Briony saluted with an apple slice.

Dad looked at my hat. "No riding in that."

"Witches need transportation."

"Witches can ride after they get home."

I groaned, but I took it off and set it on the porch post. Dad adjusted my helmet strap with two fingers under my chin. His hands smelled faintly of coffee and the lemon soap from the kitchen sink.

"Back before five," he said.

"We will be back at four fifty-nine," Briony said.

"Four fifty-eight," Dad said.

"Four fifty-eight and thirty seconds."

He gave her a look. She grinned.

When we pushed off, my bike wheels made a soft shushing sound through the dry leaves along the curb. The air had that bright, cold edge October sometimes gets even when the sun is strong. It made my cheeks feel awake.
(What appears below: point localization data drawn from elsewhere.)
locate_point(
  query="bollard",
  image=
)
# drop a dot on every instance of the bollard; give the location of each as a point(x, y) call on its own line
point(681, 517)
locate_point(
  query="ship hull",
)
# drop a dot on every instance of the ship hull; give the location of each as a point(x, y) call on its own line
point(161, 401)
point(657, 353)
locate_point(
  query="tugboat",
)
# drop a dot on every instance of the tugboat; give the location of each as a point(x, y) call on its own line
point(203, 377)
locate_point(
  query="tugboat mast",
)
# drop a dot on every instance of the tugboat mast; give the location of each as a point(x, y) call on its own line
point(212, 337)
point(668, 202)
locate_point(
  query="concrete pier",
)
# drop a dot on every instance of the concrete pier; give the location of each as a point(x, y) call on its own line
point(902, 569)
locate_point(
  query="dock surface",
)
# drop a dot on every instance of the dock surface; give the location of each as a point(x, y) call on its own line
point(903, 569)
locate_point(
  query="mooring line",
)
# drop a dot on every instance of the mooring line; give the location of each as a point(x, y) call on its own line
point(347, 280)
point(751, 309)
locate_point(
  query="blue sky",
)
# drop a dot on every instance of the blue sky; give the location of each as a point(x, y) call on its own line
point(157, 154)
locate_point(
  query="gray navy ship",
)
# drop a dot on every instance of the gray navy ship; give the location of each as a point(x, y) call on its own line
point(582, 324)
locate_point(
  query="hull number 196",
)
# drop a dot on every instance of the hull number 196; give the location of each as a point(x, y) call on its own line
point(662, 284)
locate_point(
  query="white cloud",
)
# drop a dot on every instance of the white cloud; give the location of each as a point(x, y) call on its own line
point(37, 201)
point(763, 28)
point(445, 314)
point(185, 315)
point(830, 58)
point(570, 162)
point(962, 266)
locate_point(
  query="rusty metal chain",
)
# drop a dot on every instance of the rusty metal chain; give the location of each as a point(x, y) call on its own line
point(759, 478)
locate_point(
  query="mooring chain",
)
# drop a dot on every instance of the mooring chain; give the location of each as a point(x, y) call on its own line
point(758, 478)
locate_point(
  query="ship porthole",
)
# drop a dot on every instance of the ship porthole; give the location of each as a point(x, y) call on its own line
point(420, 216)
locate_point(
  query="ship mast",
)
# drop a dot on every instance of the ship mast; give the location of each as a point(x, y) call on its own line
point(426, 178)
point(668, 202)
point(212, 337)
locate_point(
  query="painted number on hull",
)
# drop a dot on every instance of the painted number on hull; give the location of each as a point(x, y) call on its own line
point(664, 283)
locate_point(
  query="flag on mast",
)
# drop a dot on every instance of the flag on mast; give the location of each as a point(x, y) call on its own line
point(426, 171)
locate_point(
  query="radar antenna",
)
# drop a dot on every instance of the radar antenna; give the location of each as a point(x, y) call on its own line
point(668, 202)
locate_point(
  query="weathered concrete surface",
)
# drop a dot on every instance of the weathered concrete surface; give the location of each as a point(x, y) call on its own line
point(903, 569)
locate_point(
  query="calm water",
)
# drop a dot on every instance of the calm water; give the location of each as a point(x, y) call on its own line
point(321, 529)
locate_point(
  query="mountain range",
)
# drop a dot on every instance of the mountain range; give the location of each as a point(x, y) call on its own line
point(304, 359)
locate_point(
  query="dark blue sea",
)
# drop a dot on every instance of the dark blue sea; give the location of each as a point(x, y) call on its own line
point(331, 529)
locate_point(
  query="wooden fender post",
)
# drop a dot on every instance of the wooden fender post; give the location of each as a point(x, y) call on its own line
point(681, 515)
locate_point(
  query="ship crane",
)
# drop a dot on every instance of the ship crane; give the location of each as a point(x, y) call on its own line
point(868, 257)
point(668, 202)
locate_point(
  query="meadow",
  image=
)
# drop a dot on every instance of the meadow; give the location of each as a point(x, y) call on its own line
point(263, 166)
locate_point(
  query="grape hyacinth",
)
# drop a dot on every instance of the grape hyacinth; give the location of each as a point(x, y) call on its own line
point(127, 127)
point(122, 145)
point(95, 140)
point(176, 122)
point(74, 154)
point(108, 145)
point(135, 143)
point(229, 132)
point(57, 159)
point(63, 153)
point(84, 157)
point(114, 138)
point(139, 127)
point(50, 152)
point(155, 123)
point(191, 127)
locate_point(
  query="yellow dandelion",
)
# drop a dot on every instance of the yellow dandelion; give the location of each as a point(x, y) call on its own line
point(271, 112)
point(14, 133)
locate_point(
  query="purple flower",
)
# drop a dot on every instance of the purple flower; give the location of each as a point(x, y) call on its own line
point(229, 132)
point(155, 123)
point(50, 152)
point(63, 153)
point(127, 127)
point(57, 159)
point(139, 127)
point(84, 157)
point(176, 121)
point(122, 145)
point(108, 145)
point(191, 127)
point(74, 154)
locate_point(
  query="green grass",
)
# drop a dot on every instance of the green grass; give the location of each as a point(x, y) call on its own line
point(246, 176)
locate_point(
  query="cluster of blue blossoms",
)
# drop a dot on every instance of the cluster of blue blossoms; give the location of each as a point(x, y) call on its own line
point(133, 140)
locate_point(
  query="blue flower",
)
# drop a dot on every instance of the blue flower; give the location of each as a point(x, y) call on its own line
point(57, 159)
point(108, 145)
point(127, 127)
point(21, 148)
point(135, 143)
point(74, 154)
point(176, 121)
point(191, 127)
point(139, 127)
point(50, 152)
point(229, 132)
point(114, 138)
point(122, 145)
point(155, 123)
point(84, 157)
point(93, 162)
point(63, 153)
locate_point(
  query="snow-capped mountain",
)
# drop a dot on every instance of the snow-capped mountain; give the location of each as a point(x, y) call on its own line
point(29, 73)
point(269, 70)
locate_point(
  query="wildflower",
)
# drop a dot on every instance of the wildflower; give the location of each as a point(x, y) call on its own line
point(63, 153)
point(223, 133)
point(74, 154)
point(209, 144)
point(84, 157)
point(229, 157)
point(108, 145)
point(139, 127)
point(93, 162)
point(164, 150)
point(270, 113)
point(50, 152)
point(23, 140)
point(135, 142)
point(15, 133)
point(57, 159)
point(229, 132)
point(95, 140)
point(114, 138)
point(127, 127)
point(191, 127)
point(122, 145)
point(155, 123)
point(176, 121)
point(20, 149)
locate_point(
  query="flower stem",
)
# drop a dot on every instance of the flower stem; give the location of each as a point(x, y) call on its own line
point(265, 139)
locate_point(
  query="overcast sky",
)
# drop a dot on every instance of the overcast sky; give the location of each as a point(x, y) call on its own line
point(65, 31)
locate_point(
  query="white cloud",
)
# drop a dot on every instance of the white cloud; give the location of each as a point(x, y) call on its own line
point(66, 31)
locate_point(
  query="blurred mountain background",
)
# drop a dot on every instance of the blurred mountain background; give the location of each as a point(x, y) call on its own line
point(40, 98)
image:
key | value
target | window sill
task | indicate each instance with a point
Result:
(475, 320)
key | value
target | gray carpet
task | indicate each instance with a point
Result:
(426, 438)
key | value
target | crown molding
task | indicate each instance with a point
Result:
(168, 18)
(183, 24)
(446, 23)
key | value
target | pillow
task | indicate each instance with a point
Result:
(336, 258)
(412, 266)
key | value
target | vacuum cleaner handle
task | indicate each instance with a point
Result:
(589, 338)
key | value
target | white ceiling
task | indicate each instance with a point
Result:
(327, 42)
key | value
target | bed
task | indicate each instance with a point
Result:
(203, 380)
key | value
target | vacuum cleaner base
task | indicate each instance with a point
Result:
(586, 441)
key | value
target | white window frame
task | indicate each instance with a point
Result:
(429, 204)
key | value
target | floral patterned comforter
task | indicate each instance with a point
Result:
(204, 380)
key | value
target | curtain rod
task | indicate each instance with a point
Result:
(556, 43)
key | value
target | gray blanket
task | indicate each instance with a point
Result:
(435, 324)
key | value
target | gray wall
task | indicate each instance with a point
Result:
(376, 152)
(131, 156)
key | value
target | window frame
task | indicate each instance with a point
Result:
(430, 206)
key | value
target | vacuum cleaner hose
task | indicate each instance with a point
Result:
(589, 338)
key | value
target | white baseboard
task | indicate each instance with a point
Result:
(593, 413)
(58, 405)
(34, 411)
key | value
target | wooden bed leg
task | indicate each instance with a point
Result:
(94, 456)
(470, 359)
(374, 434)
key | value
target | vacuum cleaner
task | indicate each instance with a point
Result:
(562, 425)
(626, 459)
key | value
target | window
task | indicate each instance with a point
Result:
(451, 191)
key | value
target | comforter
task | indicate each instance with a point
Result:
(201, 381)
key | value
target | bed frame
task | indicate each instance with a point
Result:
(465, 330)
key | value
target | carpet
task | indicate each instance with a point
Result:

Briony rode ahead, her ponytail swinging through the back of her helmet. She had taped paper wings to her backpack, and every bump made them flutter. I followed her past Mr. Alonzo watering mums, past a driveway chalked with ghosts, past the house where the dog barked at anything with wheels.

"Aren't you excited about the Halloween party?" Briony called over her shoulder.

"Of course!"

"I'm going as a fairy. What about you?"

"I'll be a witch."

"Good. Then if anyone gives us raisins, you can curse them."

"Only if they deserve it."

"Everyone who gives raisins deserves it."

We rode on, the whole afternoon opening in front of us as if nothing in it could close.